THE RELATIONSHIP OF THE LAW WITH THE RSC

Juan Víctor Meseguer Sánchez

Abstract


The lack of visibility of trans-national corporations for Private International Law and national laws, can lead to a certain tampering or misuse of the law, in which the weak currency displaces the hard currency or, in other words, a context in which the soft law displaces the imperative rules (ius cogens) in key areas such as human, social and environmental rights, whose degree of application continues to be asymmetric within different countries of the international community (North/South divide).
In this context, we observe a progressively raised awareness among companies about the need to defend the economic and social rights of citizens, that paradoxically translates into a demand of less regulation and more self-regulation. Corporate Social Responsibility (CSR) constitutes a very well-known example of this trend towards less compulsory regulation and more self-regulation.
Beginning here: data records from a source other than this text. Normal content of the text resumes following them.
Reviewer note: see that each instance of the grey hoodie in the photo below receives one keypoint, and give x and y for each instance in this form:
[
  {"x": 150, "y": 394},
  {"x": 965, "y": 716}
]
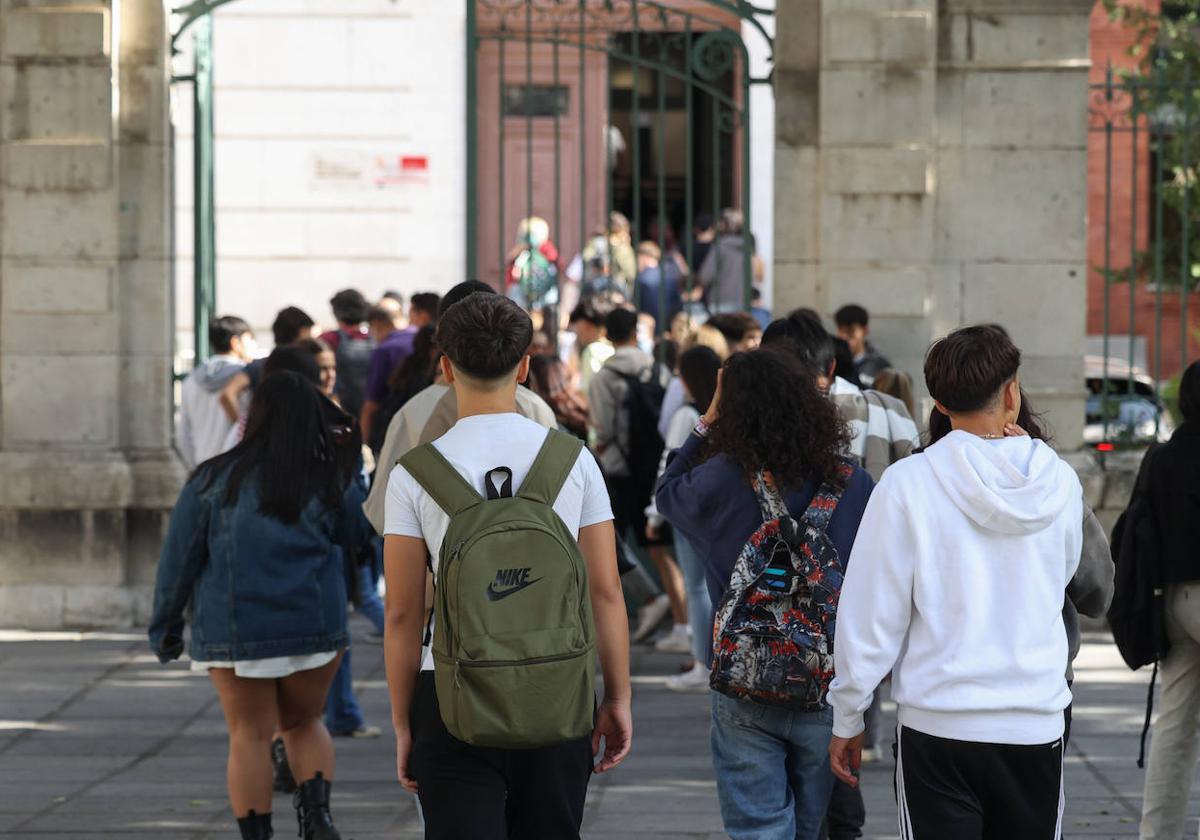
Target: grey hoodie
[
  {"x": 606, "y": 399},
  {"x": 955, "y": 585},
  {"x": 203, "y": 425},
  {"x": 724, "y": 274}
]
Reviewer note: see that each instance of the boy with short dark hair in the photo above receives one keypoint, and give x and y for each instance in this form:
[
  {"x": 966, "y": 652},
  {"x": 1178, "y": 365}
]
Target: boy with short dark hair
[
  {"x": 513, "y": 792},
  {"x": 955, "y": 586},
  {"x": 855, "y": 328}
]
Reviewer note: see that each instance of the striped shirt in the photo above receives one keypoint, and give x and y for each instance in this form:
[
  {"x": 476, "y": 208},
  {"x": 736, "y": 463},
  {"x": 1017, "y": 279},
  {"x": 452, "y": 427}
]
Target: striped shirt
[{"x": 881, "y": 430}]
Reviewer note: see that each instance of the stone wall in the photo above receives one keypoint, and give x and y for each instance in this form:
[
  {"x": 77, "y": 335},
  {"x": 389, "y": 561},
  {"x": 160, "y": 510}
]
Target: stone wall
[
  {"x": 85, "y": 316},
  {"x": 931, "y": 166}
]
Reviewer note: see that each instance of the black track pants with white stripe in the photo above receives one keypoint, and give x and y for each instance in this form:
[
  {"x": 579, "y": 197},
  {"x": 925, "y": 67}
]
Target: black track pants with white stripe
[{"x": 960, "y": 790}]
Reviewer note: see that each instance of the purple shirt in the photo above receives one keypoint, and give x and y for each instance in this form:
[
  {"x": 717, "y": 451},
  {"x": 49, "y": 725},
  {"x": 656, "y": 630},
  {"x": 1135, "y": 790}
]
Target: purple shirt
[{"x": 387, "y": 357}]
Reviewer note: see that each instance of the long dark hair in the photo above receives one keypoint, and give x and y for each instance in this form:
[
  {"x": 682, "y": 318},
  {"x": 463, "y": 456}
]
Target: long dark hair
[
  {"x": 1030, "y": 420},
  {"x": 699, "y": 369},
  {"x": 298, "y": 444},
  {"x": 773, "y": 417}
]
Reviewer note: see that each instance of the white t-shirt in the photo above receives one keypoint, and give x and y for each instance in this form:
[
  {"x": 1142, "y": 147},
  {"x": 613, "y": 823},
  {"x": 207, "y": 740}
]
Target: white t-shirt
[{"x": 475, "y": 447}]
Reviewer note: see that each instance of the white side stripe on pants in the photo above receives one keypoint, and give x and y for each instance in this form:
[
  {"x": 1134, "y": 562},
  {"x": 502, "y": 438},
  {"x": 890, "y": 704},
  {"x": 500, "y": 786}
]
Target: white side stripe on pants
[
  {"x": 901, "y": 798},
  {"x": 1062, "y": 792}
]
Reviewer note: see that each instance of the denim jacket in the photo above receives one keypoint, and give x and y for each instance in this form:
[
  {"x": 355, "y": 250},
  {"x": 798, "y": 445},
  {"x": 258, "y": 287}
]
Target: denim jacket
[{"x": 258, "y": 587}]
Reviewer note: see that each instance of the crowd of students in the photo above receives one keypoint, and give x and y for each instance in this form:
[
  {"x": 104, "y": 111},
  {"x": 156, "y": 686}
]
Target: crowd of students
[{"x": 773, "y": 480}]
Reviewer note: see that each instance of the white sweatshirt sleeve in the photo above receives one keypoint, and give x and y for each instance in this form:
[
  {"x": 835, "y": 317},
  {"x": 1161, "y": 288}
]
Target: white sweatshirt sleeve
[{"x": 874, "y": 609}]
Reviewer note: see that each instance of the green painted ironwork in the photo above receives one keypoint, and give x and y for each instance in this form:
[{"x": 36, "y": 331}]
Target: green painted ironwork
[
  {"x": 1145, "y": 118},
  {"x": 203, "y": 187},
  {"x": 197, "y": 17},
  {"x": 681, "y": 63}
]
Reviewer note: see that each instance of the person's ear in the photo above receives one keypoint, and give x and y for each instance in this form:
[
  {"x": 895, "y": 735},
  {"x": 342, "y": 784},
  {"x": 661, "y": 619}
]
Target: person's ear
[{"x": 1013, "y": 397}]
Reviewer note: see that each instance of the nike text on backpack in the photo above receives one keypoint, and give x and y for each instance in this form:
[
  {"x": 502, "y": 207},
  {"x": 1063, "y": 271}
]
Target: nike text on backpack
[
  {"x": 514, "y": 645},
  {"x": 643, "y": 406},
  {"x": 773, "y": 635},
  {"x": 353, "y": 359}
]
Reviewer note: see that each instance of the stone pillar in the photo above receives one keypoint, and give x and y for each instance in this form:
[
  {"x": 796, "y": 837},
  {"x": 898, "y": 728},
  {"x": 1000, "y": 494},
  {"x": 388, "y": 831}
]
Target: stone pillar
[
  {"x": 85, "y": 311},
  {"x": 1012, "y": 187},
  {"x": 930, "y": 165}
]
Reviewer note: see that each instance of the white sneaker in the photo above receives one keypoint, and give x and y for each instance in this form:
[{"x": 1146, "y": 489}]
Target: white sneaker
[
  {"x": 677, "y": 641},
  {"x": 690, "y": 681},
  {"x": 651, "y": 616}
]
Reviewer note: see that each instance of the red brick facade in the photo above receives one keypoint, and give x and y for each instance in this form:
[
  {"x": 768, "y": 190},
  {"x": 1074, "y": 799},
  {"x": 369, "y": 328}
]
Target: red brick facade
[{"x": 1127, "y": 207}]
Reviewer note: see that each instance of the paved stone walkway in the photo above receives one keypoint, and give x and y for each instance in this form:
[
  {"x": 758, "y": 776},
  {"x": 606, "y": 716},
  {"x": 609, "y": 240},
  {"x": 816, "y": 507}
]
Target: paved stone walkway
[{"x": 97, "y": 741}]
Similarly, but from a more critical perspective, several observers stress that the above-mentioned trend is another example of a new global paradigm, the globalism, in which nation-states are “hostages” of the main financial institutions and trans-national corporations. This paradigm leads to an appropriation of International Law.
Regulations VS. self-regulation? We cannot obviate that one of the main risks associated to self-regulation, which is common to any private rule, is that it could lead to a wide dissemination of the self-service law or legal pic and choose; concepts that refer to the capacity of the main trans-national corporations to “legislate” and delimit the scope of their responsibility.

Keywords


Law, Social Innovation, Corporate Social Responsability.